Health warning for partners of heart attack sufferers
Partners of people who suffer a sudden heart attack have an increased risk of depression or suicide compared to those whose partners die from or survive other illnesses, experts have found.
Men are more likely to suffer from a major mental health issue after their partner has a heart attack, even if they survive, than women.
Doctors believe the reason for the risk is due to the shock someone feels when their partner suddenly faces a potentially fatal illness which they say can lead to symptoms similar to post-traumatic stress disorder.
They say the findings show partners need to receive appropriate care and attention from medical staff in a bid to lessen their chances of suffering from serious depression.
Study leader Dr Emil Fosbol, a cardiologist from Copenhagen, Denmark, looked at a ten-year period of anti-depressant use in people whose partners had suffered a heart attack and lived, those who had died and those who had suffered other illnesses.
He said: “We found more than three times the number of people whose spouses died from an acute myocardial infarction [AMI] were using anti-depressants in the year after the event compared with the year before.
“In addition, nearly 50 times as many spouses used a benzodiazepine after the event compared to before.
“Those whose spouse survived an AMI had a 17 per cent higher use of anti-depressants after the event, whereas spouses of patients surviving some other, non-AMI related condition had an unchanged use of antidepressants after the event compared to before.
“Overall, the rates of depression were significantly higher after the event in the fatal AMI group and in the fatal non-AMI group. We also found men were more likely to suffer depression and commit suicide after an event than women.”
The researchers, who carried out their work at North Carolina’s Duke University, believe it is the unexpected nature of a heart attack which causes the extreme impact on a partner.
Dr Fosbol said: “If your partner dies suddenly from a heart attack, you have no time to prepare psychologically for the death, whereas if someone is ill with, for example, cancer then there is more time to grow used to the idea.
“The larger psychological impact of a sudden loss is similar to post-traumatic stress disorder.”
Heart disease is Scotland’s biggest killer. Every 15 minutes, someone in the country suffers a heart attack and at least one in five will die as a result.
The study, published online in the European Heart Journal, found around one per cent of partners was found to have taken their lives in the year following a spouse’s death from a heart attack.

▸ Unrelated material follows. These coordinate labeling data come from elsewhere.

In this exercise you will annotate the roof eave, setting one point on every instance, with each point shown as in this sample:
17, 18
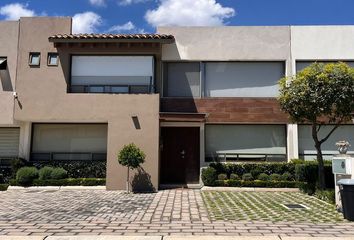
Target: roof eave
162, 41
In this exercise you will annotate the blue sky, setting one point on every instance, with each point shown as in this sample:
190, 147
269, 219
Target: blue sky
124, 16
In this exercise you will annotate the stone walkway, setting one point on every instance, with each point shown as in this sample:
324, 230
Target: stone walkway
168, 212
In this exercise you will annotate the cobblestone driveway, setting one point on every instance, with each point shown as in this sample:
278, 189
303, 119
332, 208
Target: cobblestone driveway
169, 212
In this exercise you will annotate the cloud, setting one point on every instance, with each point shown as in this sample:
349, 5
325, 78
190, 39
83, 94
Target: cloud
98, 3
86, 22
14, 11
127, 27
189, 13
129, 2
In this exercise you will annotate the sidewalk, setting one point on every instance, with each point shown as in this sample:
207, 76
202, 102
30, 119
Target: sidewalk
170, 238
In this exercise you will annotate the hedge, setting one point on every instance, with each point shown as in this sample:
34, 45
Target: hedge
3, 187
257, 183
77, 169
65, 182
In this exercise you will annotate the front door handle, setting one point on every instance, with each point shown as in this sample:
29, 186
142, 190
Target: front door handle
183, 153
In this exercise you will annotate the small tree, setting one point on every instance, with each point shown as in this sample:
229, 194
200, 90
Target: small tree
131, 157
320, 94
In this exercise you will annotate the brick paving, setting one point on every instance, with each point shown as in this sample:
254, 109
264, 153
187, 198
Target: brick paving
168, 212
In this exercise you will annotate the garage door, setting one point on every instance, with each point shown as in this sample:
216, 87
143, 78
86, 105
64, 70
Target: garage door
9, 142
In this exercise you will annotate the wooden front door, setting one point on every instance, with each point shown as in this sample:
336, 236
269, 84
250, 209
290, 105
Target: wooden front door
180, 161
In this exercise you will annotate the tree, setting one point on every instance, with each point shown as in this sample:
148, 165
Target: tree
318, 95
131, 157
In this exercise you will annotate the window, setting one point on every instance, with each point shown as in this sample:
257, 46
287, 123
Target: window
182, 79
69, 142
34, 59
112, 74
329, 148
243, 79
261, 142
53, 59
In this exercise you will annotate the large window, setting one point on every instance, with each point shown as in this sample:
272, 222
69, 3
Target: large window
9, 142
182, 79
243, 79
69, 142
300, 65
245, 142
307, 149
112, 74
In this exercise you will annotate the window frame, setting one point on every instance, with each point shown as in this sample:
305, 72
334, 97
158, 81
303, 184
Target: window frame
31, 54
50, 54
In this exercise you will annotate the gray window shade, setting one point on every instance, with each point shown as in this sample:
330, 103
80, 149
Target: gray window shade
300, 65
182, 80
306, 143
249, 139
243, 79
69, 138
9, 142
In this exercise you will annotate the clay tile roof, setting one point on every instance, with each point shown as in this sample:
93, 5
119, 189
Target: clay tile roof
119, 37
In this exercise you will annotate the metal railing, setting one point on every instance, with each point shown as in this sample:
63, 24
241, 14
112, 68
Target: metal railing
68, 156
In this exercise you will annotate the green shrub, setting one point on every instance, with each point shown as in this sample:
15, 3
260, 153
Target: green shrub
45, 173
326, 195
222, 176
263, 177
209, 176
286, 177
275, 177
77, 169
257, 183
234, 176
3, 187
26, 175
247, 177
58, 173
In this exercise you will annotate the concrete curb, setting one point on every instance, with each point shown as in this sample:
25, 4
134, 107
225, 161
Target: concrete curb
58, 188
168, 238
246, 189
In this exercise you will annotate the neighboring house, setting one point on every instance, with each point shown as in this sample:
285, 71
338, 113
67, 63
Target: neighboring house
185, 96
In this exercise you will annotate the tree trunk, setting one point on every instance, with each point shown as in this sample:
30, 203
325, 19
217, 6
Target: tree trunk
128, 181
321, 176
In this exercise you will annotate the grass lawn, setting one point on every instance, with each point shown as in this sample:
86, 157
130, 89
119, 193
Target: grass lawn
268, 206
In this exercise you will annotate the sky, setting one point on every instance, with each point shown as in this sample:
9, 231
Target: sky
143, 16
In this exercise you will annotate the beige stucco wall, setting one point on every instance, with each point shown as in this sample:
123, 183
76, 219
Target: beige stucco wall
228, 43
42, 92
8, 48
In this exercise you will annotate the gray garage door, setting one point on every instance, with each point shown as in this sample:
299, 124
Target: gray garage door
9, 142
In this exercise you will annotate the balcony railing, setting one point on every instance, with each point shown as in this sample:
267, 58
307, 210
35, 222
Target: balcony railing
68, 156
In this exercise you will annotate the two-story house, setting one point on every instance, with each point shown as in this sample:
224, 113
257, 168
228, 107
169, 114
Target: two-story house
185, 95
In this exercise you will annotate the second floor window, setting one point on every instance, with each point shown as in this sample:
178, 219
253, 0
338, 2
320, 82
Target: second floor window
112, 74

Dr Fosbol said: “This is a major public health issue for which there seems to be very little awareness among doctors and policy makers.
“I think the most important finding of this study is that the system needs to consider the care needs for spouses too, not only when a patient dies from an AMI, but also when the patient is admitted to hospital with an AMI and survives.
“I believe treatment of an acute event also should include screening the spouse for possible psychological effects and a plan should be in place for how to take care of this, if indeed the spouse is severely affected.”